Indianapolis-based insurer Anthem Inc. said it will set up its own pharmacy benefits management unit, signaling a final break with Express Scripts Holding Co. after the health insurer accused Express of overcharging it by billions of dollars.
The move means that Express Scripts will not only lose its biggest client, it will have a new rival. Anthem plans to use the new unit, called IngenioRx, to grow its own business with a “full suite” of services it will offer to potential customers, it said in a statement Wednesday.
Anthem said it had also secured a five-year agreement from CVS Health Corp.—Express Scripts’ biggest competitor—that goes into effect after its current contract with Express Scripts expires at the end of 2019.
Shares in Anthem rose 4.2 percent Wednesday morning, to $195.20 each.
Terms of the deal were not disclosed.
Pharmacy benefit managers, or PBMs, run prescription drug plans for employers, government agencies and insurers, among other clients. They use their large purchasing power to negotiate prices.
Anthem provides health coverage to more than 40 million people in several states, including big markets like New York and California. The insurer said its PBM will serve its health plans as well as customers outside Anthem. CVS Health, based in Woonsocket, Rhode Island, will process claims and provide other services. The companies agreed to a five-year deal.
Anthem had left the PBM business in 2009, when it sold its operations to Express Scripts Holding Co. for about $4.7 billion. The two companies started working together, but their relationship soured as they started squabbling publicly over prices.
That fighting led to a lawsuit filed by Anthem last year. The insurer said it wanted to recover damages for drug prices that are higher than competitive benchmarks. Express Scripts said the case had no merit.
Shares of Express Scripts slipped back in April when it said Anthem, its biggest customer, didn't plan to extend its contract after the deal expires in 2019.
Express Scripts announced last week that it had agreed to pay $3.6 billion to acquire closely held EviCore Healthcare, a company that preapproves scans and other costly medical tests for health plans.
The pharmacy benefit management business has been under pressure from all sides. Lawmakers in Washington, D.C., have been asking how the PBMs—which act as middlemen administering complex drug contracts and negotiating prices—make their profits. Drugmakers have blamed PBMs for consumer outrage over the high cost of medicine in the United States. And analysts have speculated that Amazon.com Inc. is eyeing the industry as ripe for disruption.
Express Scripts said it has already been taking steps to mitigate the fallout by Anthem’s exit. The news is “not unexpected, but is disappointing,” said Brian Henry, an Express Scripts spokesman.
Express Script shares fell more than 2 percent early Wednesday but were up 2.7 percent, to $58.75, later in the day.
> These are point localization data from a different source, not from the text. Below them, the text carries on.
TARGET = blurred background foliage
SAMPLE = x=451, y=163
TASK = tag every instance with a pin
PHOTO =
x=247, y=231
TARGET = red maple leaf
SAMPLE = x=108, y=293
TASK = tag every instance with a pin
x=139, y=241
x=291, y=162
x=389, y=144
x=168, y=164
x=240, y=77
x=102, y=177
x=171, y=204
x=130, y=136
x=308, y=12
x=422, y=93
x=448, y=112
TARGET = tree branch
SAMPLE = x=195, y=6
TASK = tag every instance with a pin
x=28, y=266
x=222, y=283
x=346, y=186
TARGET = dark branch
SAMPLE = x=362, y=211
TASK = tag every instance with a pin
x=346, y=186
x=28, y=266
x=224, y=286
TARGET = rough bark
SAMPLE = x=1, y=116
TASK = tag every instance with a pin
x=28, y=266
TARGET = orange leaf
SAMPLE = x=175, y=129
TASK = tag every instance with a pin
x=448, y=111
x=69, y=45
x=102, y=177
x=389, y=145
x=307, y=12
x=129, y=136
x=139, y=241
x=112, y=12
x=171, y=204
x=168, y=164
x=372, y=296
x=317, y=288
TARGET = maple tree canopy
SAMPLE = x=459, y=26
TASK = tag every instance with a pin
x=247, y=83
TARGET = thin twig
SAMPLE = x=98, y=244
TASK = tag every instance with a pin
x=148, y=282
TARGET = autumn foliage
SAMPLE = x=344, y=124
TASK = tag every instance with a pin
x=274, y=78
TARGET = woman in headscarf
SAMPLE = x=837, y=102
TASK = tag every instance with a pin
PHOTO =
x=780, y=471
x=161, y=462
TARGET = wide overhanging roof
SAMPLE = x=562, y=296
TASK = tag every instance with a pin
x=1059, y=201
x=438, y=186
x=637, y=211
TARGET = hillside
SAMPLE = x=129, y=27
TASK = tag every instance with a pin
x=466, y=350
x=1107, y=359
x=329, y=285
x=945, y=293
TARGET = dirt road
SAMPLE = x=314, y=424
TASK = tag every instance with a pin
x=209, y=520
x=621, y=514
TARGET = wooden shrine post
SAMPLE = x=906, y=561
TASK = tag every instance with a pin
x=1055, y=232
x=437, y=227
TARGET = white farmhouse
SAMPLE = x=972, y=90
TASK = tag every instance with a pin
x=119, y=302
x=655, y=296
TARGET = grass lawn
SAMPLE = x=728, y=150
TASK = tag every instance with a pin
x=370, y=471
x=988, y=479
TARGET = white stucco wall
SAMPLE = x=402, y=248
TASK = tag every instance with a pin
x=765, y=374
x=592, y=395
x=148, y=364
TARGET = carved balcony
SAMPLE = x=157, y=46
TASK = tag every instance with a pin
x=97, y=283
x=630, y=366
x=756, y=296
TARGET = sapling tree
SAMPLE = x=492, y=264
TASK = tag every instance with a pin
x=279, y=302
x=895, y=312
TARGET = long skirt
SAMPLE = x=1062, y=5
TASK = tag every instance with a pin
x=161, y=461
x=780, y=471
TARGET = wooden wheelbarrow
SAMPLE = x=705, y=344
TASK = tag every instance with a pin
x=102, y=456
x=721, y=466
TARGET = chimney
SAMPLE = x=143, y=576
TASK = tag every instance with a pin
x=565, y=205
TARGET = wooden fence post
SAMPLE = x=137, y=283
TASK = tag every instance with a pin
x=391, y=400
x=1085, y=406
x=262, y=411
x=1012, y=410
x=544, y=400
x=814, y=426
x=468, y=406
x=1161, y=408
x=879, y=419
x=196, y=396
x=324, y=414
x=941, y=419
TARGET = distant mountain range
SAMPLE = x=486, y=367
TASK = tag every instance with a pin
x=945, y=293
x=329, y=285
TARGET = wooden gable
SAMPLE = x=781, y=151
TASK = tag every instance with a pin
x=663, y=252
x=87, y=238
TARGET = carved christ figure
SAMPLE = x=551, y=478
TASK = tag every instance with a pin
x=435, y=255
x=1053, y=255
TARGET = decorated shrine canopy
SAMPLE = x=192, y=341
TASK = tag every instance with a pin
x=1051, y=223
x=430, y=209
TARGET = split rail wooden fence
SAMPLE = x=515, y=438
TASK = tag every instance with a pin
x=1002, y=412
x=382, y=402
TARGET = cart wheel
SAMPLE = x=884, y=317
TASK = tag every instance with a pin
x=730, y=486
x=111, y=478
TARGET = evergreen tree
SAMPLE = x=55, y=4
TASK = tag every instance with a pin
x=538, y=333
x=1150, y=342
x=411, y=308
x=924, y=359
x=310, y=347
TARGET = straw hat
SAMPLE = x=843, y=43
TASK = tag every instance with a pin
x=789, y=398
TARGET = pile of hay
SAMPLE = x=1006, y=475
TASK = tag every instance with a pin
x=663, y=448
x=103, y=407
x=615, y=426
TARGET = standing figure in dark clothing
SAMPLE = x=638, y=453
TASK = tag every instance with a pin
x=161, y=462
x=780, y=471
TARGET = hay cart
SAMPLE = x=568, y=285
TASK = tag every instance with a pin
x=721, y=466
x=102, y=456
The move draws to a close a turbulent saga that’s helped push Express Scripts shares down by roughly a third since January 2016, when the dispute between the companies became public. At an investor conference that month, Anthem CEO Joe Swedish said that the PBM had overcharged it by as much as $3 billion. The companies subsequently sued each other.
George Hill, an analyst at RBC Capital Markets, said it’s difficult to see how Express Scripts will fill the void in its business left by the end of its relationship with Anthem.
“We’ve all known this was coming. Anthem has telegraphed this punch for years. Today is the day of the final delivery,” said Hill, who has a sector perform rating on Express Scripts shares.
For Anthem, the move gives the company another avenue to compete with rival UnitedHealth Group Inc. The nation’s largest health insurer, UnitedHealth also runs its own pharmacy-benefits management business called OptumRx. That unit brought in $16 billion in revenue in the third quarter, UnitedHealth said in its earnings report this week.
“The launch of IngenioRx will allow us to break through what is now a complex and fragmented landscape,” Anthem CEO Swedish said in the statement. “It also positions Anthem to take advantage of a unique opportunity to grow and diversify our business within our existing footprint as well as nationally.”